Avant d’ajouter des emplacements, nous vous suggérons de construire d’abord la forme dans votre feuille de calcul. Prévoyez une colonne par emplacement envisagé et saisissez à la main des quantités réelles pendant environ une semaine. Cela seul montre remarquablement bien si la conception tient face à l’exploitation quotidienne.

Ce que vous vérifiez ici n’est pas la justesse des chiffres, mais le fait que les colonnes se remplissent tout court. Une colonne qui finit vide à chaque fois indique que cet emplacement est prématuré. Si toutes se remplissent sans effort, créez les emplacements correspondants dans Shopify, confirmez la correspondance colonne-emplacement par un test de connexion, puis passez à la synchronisation réelle.

  • Prévoyez une colonne par emplacement envisagé dans la feuille
  • Saisissez à la main des quantités réelles pendant environ une semaine
  • Vérifiez si une colonne reste systématiquement vide
  • Si tout va bien, créez les emplacements dans Shopify et confirmez la correspondance par un test de connexion
  • Basculez ensuite l’ensemble sur une synchronisation planifiée

Fixez d’avance le rythme de révision

La conception des emplacements ne se règle pas une fois pour toutes. Des boutiques ouvrent, la logistique passe à un prestataire, le stock saisonnier va ailleurs : c’est l’activité qui change en premier. Fixer d’avance un rythme, par exemple une revue par trimestre, empêche la conception de s’éloigner de la réalité.

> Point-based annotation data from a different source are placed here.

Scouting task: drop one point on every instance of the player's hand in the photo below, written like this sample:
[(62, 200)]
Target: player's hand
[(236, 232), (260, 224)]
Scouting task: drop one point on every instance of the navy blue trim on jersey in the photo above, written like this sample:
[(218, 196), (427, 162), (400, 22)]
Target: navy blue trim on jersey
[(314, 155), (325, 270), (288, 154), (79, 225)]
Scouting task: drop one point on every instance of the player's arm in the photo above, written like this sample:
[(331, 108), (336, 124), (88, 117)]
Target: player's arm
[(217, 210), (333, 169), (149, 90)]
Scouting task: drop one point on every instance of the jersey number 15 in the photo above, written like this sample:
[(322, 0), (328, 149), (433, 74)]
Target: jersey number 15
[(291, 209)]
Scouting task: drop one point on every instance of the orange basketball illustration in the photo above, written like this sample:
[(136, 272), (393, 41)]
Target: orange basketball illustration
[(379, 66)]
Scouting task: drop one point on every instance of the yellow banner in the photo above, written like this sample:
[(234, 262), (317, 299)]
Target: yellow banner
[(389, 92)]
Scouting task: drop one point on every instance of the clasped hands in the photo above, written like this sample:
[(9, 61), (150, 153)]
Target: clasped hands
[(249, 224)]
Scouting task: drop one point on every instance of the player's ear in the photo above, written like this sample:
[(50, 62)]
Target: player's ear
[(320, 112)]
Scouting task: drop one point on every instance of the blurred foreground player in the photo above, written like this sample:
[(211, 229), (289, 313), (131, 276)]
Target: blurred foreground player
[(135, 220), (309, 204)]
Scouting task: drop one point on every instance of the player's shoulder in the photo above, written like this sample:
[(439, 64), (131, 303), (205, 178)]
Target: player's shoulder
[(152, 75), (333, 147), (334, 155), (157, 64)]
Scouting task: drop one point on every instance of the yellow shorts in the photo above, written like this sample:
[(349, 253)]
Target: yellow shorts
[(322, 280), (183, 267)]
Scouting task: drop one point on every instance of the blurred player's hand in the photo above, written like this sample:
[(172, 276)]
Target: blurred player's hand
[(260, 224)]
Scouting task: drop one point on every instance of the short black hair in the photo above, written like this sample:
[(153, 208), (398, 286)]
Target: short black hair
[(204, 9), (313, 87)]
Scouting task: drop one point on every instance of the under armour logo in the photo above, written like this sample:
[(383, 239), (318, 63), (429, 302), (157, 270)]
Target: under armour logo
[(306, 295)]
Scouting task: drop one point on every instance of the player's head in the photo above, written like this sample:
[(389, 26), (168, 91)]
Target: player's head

Lors de cette revue, il n’y a pas grand-chose à examiner. Existe-t-il un emplacement dont les quantités n’ont pas bougé du tout depuis trois mois ? À l’inverse, une seule colonne abrite-t-elle discrètement le stock de plusieurs lieux ? Et quelqu’un est-il toujours chargé de compter chaque emplacement ? Ces trois questions suffisent en général à savoir s’il faut ajouter ou élaguer.